Just as our guide  is recounting the cruellest detail, they throw open the doors of the cathedral, and out pours a wedding party dressed in rainbow colours, accompanied by jaunty, joyful music, to raise our spirits.

Stonetown is shabby and frayed at the edges, and utterly authentic. Bits of the House of Wonders, once the grandest building in town, keep falling off in high winds. Restoring it will cost a sultan’s ransom. But tourism, recently overtaking agriculture as the main source of income, could yet be the town’s salvation.

We had arrived on the new, direct Qatar Airways flight to the island from Doha, (after Qatar’s connecting flight from Heathrow) pausing for some luxurious pampering in the dizzyingly opulent Hamad International Airport. Park Hyatt had a similarly high ambition in the makeover of  its new waterside hotel, which opened in Stonetown in 2015.

This was a typical seafront mansion. It’s Swahili name means “not to be copied or imitated.” Fussy UNESCO inspectors had to approve every moulded plaster and intricate mother of pearl inlay detail, every last  carved wooden door made by local craftsmen.

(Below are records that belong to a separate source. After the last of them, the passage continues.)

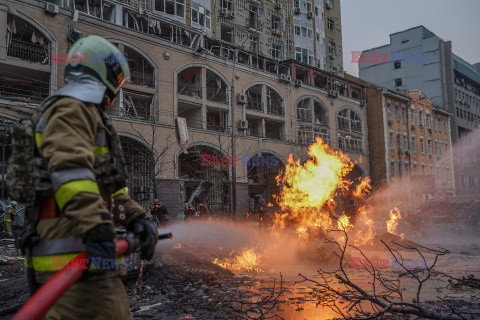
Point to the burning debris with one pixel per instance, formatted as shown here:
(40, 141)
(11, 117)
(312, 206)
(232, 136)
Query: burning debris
(247, 260)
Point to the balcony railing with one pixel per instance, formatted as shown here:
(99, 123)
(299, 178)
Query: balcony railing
(28, 51)
(189, 89)
(142, 79)
(217, 95)
(24, 94)
(254, 104)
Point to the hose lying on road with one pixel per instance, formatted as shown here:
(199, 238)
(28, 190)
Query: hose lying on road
(53, 289)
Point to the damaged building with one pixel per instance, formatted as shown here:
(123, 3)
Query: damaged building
(202, 63)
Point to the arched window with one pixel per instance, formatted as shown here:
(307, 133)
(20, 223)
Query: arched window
(204, 170)
(193, 84)
(349, 127)
(261, 172)
(264, 99)
(312, 117)
(133, 101)
(141, 169)
(18, 81)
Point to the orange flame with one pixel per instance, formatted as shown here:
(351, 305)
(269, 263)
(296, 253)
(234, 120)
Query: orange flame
(393, 222)
(248, 260)
(308, 190)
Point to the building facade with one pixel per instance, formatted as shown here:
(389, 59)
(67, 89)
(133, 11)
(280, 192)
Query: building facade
(409, 140)
(333, 36)
(418, 59)
(261, 107)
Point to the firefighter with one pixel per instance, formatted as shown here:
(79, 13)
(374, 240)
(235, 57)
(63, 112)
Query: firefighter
(190, 212)
(203, 210)
(9, 216)
(159, 212)
(85, 162)
(262, 213)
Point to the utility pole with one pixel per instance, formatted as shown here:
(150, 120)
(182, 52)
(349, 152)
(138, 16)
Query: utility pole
(233, 181)
(4, 146)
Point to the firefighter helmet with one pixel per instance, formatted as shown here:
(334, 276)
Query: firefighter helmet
(102, 58)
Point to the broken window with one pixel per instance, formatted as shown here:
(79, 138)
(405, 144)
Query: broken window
(302, 74)
(276, 51)
(254, 98)
(304, 110)
(254, 44)
(320, 113)
(25, 42)
(217, 119)
(189, 82)
(304, 134)
(141, 168)
(274, 130)
(255, 126)
(134, 105)
(109, 12)
(320, 80)
(227, 33)
(276, 24)
(274, 103)
(216, 88)
(227, 4)
(22, 84)
(253, 17)
(141, 72)
(90, 7)
(192, 112)
(205, 179)
(349, 130)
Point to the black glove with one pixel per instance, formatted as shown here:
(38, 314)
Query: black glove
(100, 244)
(145, 230)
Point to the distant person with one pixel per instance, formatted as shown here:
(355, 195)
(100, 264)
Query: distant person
(159, 212)
(203, 210)
(9, 216)
(190, 212)
(262, 213)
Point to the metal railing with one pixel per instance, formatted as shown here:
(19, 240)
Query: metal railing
(142, 79)
(189, 89)
(18, 95)
(217, 95)
(254, 104)
(28, 51)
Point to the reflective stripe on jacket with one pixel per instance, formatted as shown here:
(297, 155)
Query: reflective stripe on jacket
(69, 136)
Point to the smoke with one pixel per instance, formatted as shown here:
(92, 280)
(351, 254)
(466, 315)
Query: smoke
(210, 239)
(431, 213)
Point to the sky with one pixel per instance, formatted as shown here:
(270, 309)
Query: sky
(368, 23)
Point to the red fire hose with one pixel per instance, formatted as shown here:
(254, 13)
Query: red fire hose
(52, 290)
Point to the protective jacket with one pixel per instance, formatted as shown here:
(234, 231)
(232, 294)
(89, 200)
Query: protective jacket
(81, 152)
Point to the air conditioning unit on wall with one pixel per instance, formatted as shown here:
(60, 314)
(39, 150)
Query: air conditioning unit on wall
(51, 8)
(243, 124)
(241, 98)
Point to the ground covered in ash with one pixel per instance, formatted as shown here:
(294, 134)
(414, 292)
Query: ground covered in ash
(182, 282)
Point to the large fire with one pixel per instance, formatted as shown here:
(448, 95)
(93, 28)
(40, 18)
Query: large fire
(308, 190)
(393, 222)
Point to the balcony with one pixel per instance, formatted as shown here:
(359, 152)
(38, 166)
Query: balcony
(255, 104)
(217, 95)
(189, 89)
(142, 79)
(31, 86)
(28, 51)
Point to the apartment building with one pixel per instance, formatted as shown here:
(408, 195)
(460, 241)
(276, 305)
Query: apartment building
(278, 107)
(416, 58)
(409, 139)
(332, 17)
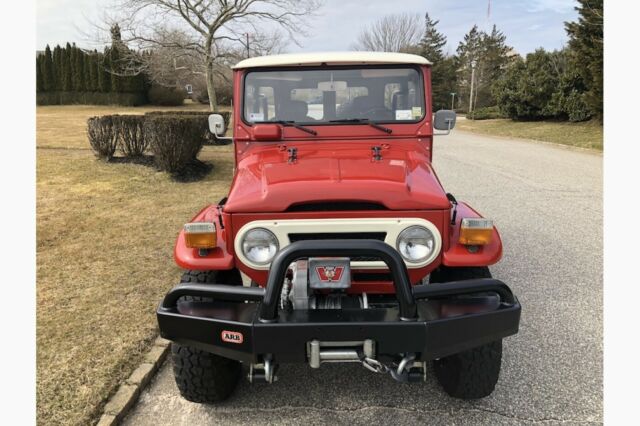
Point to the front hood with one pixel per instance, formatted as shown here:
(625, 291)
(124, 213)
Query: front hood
(266, 181)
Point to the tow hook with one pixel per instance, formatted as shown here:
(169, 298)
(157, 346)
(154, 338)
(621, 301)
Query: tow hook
(265, 371)
(407, 372)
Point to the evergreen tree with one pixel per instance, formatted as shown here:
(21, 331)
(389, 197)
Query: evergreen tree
(39, 78)
(586, 42)
(116, 82)
(91, 72)
(57, 65)
(48, 78)
(86, 71)
(78, 72)
(67, 77)
(104, 77)
(432, 43)
(469, 52)
(493, 63)
(443, 71)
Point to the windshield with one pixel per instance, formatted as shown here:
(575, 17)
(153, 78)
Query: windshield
(317, 96)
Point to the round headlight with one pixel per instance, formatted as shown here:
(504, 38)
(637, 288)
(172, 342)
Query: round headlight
(259, 245)
(416, 244)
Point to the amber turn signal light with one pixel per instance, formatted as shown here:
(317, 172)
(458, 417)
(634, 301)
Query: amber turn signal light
(476, 231)
(200, 235)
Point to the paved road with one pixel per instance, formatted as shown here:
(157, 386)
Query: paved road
(547, 202)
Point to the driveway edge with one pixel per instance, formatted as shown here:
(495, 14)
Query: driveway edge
(128, 392)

The little apron of beach before the hotel is strictly off-limits to developers. Every afternoon it becomes a football pitch, as sacrosanct as Wembley Stadium. Some crooked sticks make the goalposts. The gently slapping Indian Ocean is the touchline. Our balcony is the grandstand.

Dressed in their harlequin hues of different Premiership kit, everyone was a footballing maestro. But when the boy in the Liverpool shirt goes down in a tackle from the lad in the Arsenal top, a caressing cushion of the softest, creamiest sand  breaks his fall. They play until the sun goes down in a basin of molten gold, over the African mainland.

Borrowing a football idiom, this is a holiday of two halves. Our next call is  Zanzibar’s version of Indian Ocean paradise.

We bounce along a road fringed by everyday society in perpetual motion. Catch any bystander’s gaze for more than second, and you will be rewarded with the widest of smiles.

Our driver dodges around a high-necked Brahman cow, stoically indifferent to the rules of the road. A bike lumbers past bearing the harvest from half a field. A joyous posse of pupils in their neat uniforms sprint out from a village school. And on some open land two boys run alongside a priceless, unbreakable toy you will never find in Hamleys, a big  fat car tyre.

We stay on the northern tip of the island at the Essque Zalu, soon to be rebranded the Per Aquum. My villa is on a rocky ledge looking over sand like synthetic gold dust. A sea of 50 shades of blue washes gently over a cordon of coral reef just offshore.

The choice is pampering, diving and snorkelling, a trip to a spice farm – much of the  interior has been tamed to produce fruit and spices – gyms and yoga, lounging and more  pampering. And in the evening a menu anchored around fish, caught just out there, and cooked in so many different ways in the island’s  spectacular spices.

Strolling along that deliciously sandy shore. I notice my shadow has shrunk to almost nothing under a towering midday sun – we were just 6° south of the Equator. Fisherman stand motionless, way out in the shallow water. Behind them vast clouds climb towards outer space. It looks like rain, but far, far away over the Serengeti.

Then a dramatic exit. The turning tide is calling the local fishermen. Dhows begin to drift out from the bay around the headland, first the odd one, then a handful, then a dozen, then the whole bay dancing with the billowing white sails of these ancient  craft. We will dine well tonight.